We also see a small rise in MD from 0.75x10⁻³ mm²/s to 1.06x10⁻³ mm²/s (Fig. 5). Our simulation doesn’t record any significant variations in AD as it tends to be variable in white matter changes and pathology.

VI. Conclusion And Future Works

We demonstrated a novel 3D model of the corpus callosum capable of accurately simulating water particle diffusion in a tightly compacted fiber bundle comprising of myelinated axons and glial cells, and generating synthetic DTI data for the purpose of characterizing the effect of demyelination.

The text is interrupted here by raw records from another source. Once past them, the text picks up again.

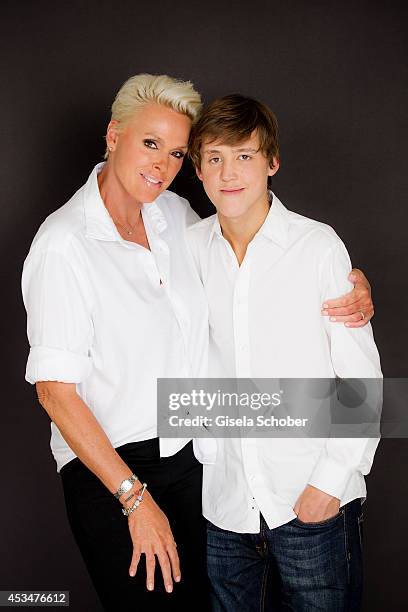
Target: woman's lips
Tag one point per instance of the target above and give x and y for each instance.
(152, 181)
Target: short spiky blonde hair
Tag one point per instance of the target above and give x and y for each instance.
(141, 89)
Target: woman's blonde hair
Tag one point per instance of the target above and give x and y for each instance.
(142, 89)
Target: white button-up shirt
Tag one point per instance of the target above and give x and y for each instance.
(256, 330)
(112, 316)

We look to expand on this effort to model other areas of the brain with different fiber configurations such as crossing, kissing, and bending fibers. We also wish to significantly enlarge our model sizes from a micrometer to a millimeter scale to match the size of real MRI voxels and potentially perform studies on tracking over several adjacent voxels. Another known outcome of severe and chronic demyelination is the compaction of axonal neurofilament causing lasting damage on cognitive function. Compaction causes the axons to move closer and fill the extra-axonal space left by the receding myelin. We look to expand our model beyond demyelination to simulate axon compaction and study its effect on DTI measurements as well.